Vor diesem Hintergrund ist es wichtig, sich klarzumachen, wen Sanktionen eigentlich treffen. Betrachten wir zunächst die Beitrittsverhandlungen der Türkei zur EU. Ist die oben erwähnte Wahrnehmung von Präsident Erdogan als Autokrat richtig und stimmt es auch, dass die Türkei sich offiziell eher dem Islamismus zuwendet, dann ist es eigentlich klar, dass Präsident Erdogan kein Interesse am Beitritt der Türkei zu einer Gemeinschaft, die sich nicht nur als Zollunion, sondern als politische bzw. Wertegemeinschaft (auf Basis christlicher Werte) versteht, haben kann.

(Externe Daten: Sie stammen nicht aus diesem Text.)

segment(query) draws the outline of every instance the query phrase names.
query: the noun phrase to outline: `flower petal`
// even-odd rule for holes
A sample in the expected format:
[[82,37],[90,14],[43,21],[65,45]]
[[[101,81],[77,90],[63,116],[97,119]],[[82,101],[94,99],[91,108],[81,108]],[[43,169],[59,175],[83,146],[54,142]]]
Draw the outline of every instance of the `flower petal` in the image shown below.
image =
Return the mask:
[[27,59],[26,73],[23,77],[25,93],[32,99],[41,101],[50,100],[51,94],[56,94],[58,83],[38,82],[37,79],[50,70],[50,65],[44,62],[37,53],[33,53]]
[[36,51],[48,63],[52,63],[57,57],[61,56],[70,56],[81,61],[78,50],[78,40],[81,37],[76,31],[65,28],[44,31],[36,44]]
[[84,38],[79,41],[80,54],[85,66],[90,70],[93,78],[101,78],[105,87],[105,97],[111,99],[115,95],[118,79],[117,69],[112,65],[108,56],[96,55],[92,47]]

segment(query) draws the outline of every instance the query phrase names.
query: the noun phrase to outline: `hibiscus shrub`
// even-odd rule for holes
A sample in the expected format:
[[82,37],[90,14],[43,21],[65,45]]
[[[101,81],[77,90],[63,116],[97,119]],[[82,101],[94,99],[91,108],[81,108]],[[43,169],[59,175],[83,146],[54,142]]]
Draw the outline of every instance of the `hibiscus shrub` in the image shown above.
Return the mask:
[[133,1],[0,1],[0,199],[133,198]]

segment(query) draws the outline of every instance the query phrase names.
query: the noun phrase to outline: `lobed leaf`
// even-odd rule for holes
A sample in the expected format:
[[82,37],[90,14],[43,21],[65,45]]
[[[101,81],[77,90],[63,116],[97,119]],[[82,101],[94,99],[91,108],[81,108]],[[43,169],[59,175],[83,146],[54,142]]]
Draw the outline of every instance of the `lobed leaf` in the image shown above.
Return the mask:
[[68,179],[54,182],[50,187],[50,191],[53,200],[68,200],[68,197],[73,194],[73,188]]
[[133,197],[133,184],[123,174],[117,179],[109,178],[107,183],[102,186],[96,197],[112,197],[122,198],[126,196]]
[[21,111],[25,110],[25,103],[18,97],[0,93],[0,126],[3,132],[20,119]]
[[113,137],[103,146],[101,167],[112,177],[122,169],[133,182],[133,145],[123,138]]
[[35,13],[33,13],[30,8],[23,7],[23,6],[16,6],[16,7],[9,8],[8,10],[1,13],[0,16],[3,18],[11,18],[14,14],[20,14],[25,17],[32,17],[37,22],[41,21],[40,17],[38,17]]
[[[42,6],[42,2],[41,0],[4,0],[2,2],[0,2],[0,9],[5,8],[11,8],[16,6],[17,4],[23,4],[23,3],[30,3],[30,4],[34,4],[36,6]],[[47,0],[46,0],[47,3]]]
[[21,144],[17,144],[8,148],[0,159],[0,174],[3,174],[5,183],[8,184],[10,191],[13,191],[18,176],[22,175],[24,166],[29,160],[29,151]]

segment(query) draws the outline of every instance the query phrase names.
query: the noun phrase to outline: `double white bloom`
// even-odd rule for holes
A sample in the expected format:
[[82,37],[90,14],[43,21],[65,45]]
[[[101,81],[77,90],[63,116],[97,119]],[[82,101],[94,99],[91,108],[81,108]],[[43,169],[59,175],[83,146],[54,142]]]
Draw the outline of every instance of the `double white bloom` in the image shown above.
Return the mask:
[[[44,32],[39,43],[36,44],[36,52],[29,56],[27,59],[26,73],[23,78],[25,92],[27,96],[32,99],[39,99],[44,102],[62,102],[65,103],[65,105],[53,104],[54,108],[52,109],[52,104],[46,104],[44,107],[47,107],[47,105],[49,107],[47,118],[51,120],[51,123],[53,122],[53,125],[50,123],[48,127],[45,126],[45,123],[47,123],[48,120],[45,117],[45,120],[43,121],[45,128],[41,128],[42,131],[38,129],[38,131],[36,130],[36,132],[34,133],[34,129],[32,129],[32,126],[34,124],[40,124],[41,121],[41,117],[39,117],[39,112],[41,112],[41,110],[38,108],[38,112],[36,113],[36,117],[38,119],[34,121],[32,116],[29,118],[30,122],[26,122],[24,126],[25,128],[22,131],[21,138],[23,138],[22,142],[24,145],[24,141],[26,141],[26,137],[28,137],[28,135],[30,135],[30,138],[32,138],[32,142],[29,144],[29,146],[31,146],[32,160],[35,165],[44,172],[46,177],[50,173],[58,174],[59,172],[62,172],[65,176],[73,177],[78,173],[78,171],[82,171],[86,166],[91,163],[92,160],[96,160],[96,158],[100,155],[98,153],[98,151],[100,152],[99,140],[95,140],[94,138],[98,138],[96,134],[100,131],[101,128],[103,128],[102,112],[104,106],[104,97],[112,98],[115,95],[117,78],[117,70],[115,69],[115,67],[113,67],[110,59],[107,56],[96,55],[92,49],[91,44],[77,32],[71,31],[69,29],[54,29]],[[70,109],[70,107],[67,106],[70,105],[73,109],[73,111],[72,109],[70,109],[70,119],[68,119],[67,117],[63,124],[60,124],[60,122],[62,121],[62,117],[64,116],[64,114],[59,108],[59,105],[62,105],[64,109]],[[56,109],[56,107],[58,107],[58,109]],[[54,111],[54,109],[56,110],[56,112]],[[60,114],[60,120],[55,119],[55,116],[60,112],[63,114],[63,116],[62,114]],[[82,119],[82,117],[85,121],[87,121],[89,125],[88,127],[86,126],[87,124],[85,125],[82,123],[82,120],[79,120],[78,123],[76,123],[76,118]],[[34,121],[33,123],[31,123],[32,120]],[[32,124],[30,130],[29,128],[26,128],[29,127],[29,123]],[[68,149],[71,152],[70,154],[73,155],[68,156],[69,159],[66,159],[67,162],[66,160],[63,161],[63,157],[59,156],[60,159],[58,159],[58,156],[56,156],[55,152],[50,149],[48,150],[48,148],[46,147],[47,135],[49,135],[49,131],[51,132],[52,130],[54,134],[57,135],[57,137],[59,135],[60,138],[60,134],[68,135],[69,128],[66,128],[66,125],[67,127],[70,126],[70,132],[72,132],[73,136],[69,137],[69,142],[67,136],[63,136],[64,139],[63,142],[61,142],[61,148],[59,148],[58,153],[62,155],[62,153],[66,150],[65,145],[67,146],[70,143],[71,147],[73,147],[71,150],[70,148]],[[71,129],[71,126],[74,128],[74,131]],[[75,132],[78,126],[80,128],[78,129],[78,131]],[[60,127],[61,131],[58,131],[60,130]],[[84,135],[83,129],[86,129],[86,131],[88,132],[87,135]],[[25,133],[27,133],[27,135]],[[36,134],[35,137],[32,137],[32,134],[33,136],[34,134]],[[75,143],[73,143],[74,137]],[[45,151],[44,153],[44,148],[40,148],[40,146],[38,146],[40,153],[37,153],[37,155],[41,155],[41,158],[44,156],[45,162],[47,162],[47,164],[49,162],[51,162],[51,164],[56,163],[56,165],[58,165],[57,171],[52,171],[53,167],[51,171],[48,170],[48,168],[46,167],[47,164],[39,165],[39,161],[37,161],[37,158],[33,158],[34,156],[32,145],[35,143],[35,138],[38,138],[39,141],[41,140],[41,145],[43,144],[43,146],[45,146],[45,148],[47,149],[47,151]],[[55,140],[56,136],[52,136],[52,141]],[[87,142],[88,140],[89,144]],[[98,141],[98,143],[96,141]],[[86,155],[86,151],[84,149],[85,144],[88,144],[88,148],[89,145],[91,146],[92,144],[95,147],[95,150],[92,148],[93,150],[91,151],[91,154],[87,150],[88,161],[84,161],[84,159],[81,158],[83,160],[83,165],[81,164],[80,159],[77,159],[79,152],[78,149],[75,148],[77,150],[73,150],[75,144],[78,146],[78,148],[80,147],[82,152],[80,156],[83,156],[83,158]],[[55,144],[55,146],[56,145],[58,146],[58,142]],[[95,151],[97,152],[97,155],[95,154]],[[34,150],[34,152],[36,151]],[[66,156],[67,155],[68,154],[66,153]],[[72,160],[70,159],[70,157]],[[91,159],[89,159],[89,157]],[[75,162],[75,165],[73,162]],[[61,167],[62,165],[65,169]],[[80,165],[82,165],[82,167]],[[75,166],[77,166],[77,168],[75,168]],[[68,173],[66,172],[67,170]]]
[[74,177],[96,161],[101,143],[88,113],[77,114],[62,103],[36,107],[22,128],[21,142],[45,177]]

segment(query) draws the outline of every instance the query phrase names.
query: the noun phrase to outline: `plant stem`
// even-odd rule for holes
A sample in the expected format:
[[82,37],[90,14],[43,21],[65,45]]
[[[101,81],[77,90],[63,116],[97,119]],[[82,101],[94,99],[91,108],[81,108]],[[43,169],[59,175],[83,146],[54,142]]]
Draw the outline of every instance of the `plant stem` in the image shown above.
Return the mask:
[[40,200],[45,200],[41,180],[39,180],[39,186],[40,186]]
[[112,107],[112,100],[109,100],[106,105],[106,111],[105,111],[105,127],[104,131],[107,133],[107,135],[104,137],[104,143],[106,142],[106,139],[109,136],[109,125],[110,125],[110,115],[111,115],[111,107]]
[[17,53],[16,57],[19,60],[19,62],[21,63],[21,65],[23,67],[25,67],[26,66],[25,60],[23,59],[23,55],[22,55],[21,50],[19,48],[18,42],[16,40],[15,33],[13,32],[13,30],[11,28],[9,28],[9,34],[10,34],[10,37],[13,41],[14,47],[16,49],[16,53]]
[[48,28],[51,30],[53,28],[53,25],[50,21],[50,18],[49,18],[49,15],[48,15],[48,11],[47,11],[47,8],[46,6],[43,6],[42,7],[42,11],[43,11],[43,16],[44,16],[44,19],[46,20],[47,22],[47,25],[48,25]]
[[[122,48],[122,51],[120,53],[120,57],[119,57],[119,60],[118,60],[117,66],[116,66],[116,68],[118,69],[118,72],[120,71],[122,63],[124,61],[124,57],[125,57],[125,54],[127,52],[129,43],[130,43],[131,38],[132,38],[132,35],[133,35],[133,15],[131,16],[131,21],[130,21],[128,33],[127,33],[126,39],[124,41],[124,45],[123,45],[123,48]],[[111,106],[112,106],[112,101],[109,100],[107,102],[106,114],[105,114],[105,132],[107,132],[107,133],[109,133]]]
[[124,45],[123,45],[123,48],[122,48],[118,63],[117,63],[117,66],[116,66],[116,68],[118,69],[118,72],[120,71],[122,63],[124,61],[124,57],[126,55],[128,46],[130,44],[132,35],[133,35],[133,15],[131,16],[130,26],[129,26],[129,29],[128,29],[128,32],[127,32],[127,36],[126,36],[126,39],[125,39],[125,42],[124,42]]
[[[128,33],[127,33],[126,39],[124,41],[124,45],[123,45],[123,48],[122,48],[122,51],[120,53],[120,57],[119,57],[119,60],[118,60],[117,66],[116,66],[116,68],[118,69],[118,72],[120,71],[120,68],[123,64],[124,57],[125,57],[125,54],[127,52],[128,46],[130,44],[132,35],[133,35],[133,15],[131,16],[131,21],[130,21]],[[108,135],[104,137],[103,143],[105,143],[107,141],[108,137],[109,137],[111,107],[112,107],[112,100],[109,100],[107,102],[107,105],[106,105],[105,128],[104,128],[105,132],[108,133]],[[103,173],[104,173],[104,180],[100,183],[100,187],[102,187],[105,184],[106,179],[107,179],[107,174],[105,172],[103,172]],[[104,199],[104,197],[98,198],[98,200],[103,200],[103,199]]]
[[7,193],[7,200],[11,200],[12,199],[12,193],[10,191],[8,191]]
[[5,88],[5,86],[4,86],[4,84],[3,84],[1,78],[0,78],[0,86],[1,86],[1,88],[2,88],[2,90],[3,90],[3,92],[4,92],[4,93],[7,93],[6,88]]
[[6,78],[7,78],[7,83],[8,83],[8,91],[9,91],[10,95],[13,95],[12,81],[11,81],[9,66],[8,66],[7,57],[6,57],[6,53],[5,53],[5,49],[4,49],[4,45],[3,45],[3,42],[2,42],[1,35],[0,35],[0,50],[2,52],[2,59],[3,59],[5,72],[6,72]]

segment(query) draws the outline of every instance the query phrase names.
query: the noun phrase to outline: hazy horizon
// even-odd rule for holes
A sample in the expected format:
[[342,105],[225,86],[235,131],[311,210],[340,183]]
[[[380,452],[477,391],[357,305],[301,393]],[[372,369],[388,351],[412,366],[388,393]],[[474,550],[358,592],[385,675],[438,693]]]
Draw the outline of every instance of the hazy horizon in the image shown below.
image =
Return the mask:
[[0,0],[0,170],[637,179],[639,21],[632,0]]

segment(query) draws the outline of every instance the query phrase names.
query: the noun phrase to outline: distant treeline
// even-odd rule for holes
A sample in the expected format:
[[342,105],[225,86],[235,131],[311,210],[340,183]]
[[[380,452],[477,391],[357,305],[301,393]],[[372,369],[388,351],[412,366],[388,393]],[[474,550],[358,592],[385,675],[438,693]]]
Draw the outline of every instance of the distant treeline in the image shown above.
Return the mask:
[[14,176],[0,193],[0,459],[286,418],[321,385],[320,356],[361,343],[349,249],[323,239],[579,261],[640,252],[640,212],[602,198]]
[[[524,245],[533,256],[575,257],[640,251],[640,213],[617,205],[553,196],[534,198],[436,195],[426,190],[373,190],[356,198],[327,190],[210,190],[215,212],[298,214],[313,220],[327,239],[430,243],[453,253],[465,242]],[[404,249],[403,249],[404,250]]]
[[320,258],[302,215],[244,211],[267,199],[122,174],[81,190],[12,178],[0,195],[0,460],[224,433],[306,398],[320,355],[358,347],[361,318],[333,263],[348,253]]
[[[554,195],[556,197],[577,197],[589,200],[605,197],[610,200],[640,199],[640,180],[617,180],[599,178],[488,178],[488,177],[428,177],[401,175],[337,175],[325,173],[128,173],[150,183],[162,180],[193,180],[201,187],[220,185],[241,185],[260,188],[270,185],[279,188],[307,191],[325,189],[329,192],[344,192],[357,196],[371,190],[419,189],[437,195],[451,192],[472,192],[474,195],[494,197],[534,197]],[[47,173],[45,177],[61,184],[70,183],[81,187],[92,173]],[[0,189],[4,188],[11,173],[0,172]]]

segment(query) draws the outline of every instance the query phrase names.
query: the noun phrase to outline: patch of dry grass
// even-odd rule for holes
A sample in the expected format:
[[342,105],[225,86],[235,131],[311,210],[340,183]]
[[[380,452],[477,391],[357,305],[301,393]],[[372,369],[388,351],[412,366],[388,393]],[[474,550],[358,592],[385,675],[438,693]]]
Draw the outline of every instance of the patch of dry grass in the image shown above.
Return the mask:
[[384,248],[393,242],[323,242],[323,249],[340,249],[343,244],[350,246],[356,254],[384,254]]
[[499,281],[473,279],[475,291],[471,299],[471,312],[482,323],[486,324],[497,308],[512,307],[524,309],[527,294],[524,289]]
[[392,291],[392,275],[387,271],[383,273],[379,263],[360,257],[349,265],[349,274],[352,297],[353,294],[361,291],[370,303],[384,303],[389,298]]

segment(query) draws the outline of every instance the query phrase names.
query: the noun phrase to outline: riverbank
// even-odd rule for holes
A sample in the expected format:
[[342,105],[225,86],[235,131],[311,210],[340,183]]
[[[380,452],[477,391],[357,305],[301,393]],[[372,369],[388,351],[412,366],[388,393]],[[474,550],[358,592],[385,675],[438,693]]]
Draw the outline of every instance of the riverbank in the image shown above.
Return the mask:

Er weiß aber auch, dass für viele Türken der Beitritt eine große Hoffnung darstellt. Deshalb vermutlich kündigt er die Verhandlungen nicht selber auf. Wenn die EU dies nun macht, reagiert sie einerseits in vermutlich angemessener Schärfe, andererseits übernimmt sie die Rolle des Sündenbocks. Allen Türken, die das Land gerne als EU-Mitglied sähen, kann die Regierung in Ankara dann signalisieren, dass es die EU war, die die Türkei ausschließen will. Politisch ist es deshalb klüger, die Beitrittsgespräche zwar einzufrieren oder auszusetzen, dies aber mit dem expliziten Hinweis, dass die Türkei natürlich willkommen ist, wenn sie die gemeinsamen Werte teilt.

Ähnlich ist es mit Wirtschaftssanktionen. Auch hier leidet in erster Linie die Bevölkerung. Es trifft nicht die Mitglieder der Regierung. Dies ist nur der Fall, wenn persönliche Vermögen der Familie Erdogan oder anderer Regierungsmitglieder in der EU eingefroren werden, das sollte man als erstes tun.

Andere Sanktionen, wenn sie denn die Bevölkerung treffen, geben der Regierung wiederum die Möglichkeit, einen Schuldigen für die wirtschaftlichen Schwierigkeiten und einen Grund für die aggressive Rhetorik zu finden. Regelmäßig sieht man diesen Effekt: Das eigentliche Ziel der Sanktionen – die Regierung – dreht den Spieß um und versammelt die Bevölkerung um ihre Fahne. Dies ist genau das Gegenteil der erwünschten Wirkungen der Sanktionen. Möglicherweise ergibt sich sogar Hilfe von dritter Seite. Regierungen, die dem Sanktionsgeber, also der EU, schaden wollten, könnten der Türkei helfen. Einen Kandidaten dafür kennt die EU. Die Wirkung der Sanktionen wäre weiter geschwächt, die Position der türkischen Führung gestärkt.